Overtime is Leon Draisaitl's time once again as Oilers rally to win Game 4
SUNRISE, Fla. — Leon Draisaitl scored in overtime for the fourth time this playoffs, and the Edmonton Oilers beat the Florida Panthers, 5-4, in Game 4 of the Stanley Cup finals Thursday night to tie the series, erasing a three-goal deficit and bouncing back after allowing the late tying goal.
Jake Walman gave the Oilers their first lead with 6:24 left in the third period, before Sam Reinhart scored with 19.5 seconds left to send it to overtime. Three of the first four games of this final have needed extra time to be settled, the first time that has happened since 2013 and fifth time in NHL history.
Draisaitl's goal 11:18 into OT — the fourth session of extra hockey between these teams — sent the series back to Western Canada all even. Game 5 of what's turning into a classic back-and-forth series between two hockey heavyweights is Saturday night in Edmonton.
'It's obviously a fortunate bounce. No secret about it. We'll take it,' Draisaitl said.
'We're a resilient group. We're never going to quit no matter what. We'll take it and go home,' he added. 'Our first isn't what we wanted and then we started to get our legs. ... That's the intensity we have to play with when the puck drops.'
Draisaitl set an NHL playoff record with his fourth overtime goal in one postseason, breaking a tie he shared with four players including Florida's Matthew Tkachuk in 2023, current teammate Corey Perry, who did so with Anaheim in 2017, and Maurice Richard (1951). It was his second goal of this series, joining Montreal's John LeClair, who scored two OT goals in the Canadiens win over Los Angeles in 1993, and New York Rangers Don Raleigh in 1950.

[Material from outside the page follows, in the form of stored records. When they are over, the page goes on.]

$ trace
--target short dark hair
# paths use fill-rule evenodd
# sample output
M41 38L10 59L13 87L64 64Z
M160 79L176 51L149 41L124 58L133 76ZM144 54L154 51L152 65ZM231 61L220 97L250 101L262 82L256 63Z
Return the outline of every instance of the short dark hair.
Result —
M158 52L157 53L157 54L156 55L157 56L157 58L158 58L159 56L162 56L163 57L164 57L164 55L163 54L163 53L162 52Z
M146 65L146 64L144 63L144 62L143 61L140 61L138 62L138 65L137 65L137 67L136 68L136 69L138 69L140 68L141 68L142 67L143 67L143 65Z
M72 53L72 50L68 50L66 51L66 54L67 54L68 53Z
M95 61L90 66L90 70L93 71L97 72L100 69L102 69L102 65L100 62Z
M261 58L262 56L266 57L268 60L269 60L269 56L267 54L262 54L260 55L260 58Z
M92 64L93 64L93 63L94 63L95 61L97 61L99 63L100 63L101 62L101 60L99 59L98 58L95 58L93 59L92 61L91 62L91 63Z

The Oilers became the first road team to rally from down three to win a game in the final since the Montreal Canadiens against the Seattle Metropolitans in 1919. Only six teams have come back from down three in the final in NHL history, the last time in 2006.
Edmonton is very much in it now, even after it looked like it would be blown out of the series. The Oilers fell behind 3-0 in the first period on a pair of goals by Matthew Tkachuk and another with 41.7 seconds left from Anton Lundell, which could have been a backbreaker.
Coach Kris Knoblauch pulled Stuart Skinner after his starter allowed those three goals on 17 shots in the first, when the ice was tilted against him and his teammates did not have much of a pushback. In went Calvin Pickard, the journeyman backup who won all six of his starts this playoffs before getting injured.
Pickard made some acrobatic saves, stopping the first 18 shots he faced and paving the way for a once-in-a-century comeback. Ryan Nugent-Hopkins scored on Edmonton's first power play, Darnell Nurse beat Sergei Bobrovsky with another shot up high and Vasily Podkolzin made it 3-all with less than five minutes left in the second.
With Draisaitl in the penalty box to start the third, Oilers were on their heels for several minutes and relied on Pickard to keep the score tied. He turned aside every shot he faced until Walman fired the puck past Bobrovsky to silence a vast majority of the crowd and incite a roar out of the Edmonton fans among those in attendance along with Taylor Swift and Travis Kelce.
Panthers fans had one more chance to cheer when Reinhart tied it late. Then Draisaitl quieted them again.
With Hockey Hall of Famers Wayne Gretzky, Jaromir Jagr and Henrik Lundqvist also in the building, the Oilers made sure they would not go quietly and fall behind 3-1 in the final like they did last year. They forced Game 7 then but ultimately fell short, with Florida winning the Cup for the first time in franchise history.
Now each of these teams is a couple of victories away from being champions.